Writers get used to rejection, even if it hurts at the time. But a Chinese economics journal found a way of not making it hurt so much:
We have read your manuscript with boundless delight. If we were to publish your paper, it would be impossible for us to publish any work of lower standard. And as it is unthinkable that in the next thousand years we shall see its equal, we are, to our regret, etc.
Rejection slip from a Chinese economics journal, quoted in Financial Times. In Ronald Fishman “Creative Wisdom for Writers” (Allen & Unwin (2000)), p. 129.
Henry Miller had his own way of dealing with the problem:
No matter what you do to please the editors it will never please them. Better please yourself and trust in God!

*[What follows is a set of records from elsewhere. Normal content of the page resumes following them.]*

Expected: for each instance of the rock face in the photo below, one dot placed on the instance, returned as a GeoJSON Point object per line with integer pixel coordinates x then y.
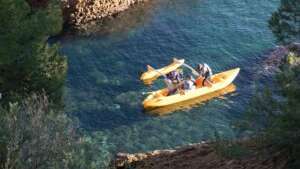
{"type": "Point", "coordinates": [83, 12]}
{"type": "Point", "coordinates": [202, 156]}
{"type": "Point", "coordinates": [277, 56]}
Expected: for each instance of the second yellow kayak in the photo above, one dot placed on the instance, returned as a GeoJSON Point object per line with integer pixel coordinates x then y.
{"type": "Point", "coordinates": [159, 98]}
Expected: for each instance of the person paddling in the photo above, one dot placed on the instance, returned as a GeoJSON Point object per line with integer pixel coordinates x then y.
{"type": "Point", "coordinates": [173, 80]}
{"type": "Point", "coordinates": [205, 71]}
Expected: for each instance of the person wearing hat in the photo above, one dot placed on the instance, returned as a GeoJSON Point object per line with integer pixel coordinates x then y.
{"type": "Point", "coordinates": [205, 73]}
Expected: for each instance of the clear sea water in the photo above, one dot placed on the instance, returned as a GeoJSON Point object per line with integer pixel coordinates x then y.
{"type": "Point", "coordinates": [103, 88]}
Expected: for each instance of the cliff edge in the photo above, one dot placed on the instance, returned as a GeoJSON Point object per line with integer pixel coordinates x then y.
{"type": "Point", "coordinates": [81, 13]}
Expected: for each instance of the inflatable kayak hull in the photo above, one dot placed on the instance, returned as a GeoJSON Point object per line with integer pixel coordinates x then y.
{"type": "Point", "coordinates": [159, 98]}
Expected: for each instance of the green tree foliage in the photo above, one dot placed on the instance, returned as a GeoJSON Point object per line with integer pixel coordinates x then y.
{"type": "Point", "coordinates": [275, 114]}
{"type": "Point", "coordinates": [285, 22]}
{"type": "Point", "coordinates": [32, 135]}
{"type": "Point", "coordinates": [27, 63]}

Henry Miller, letter to Lawrence Durrell, Tuesday 22nd December, 1936. Quoted in “The Durrell-Miller Letters, 1935 – 80” (Ian S. McNiven, ed). faber & faber (1988), p. 33.

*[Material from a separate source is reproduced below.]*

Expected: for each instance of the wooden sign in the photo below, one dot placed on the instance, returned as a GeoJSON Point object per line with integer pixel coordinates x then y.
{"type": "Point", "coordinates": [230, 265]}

Not that his way always worked …
I get tired, very tired of pushing editors and publishers around. Make a hundred suggestions – but no action.
Henry Miller, letter to Lawrence Durrell, Feb. 18, 1949. Quoted in “The Durrell-Miller Letters, 1935 – 80” (Ian S. McNiven, ed). faber & faber (1988), p. 228.
Probably it’s best simply to be resigned to it …
Original writers and artists, men like Cézanne or Lawrence, are lucky if they are not damned out of hand, if they are only traduced or misunderstood.
Joyce Cary “Art and Reality”. Anchor Books, 1958, p. 87.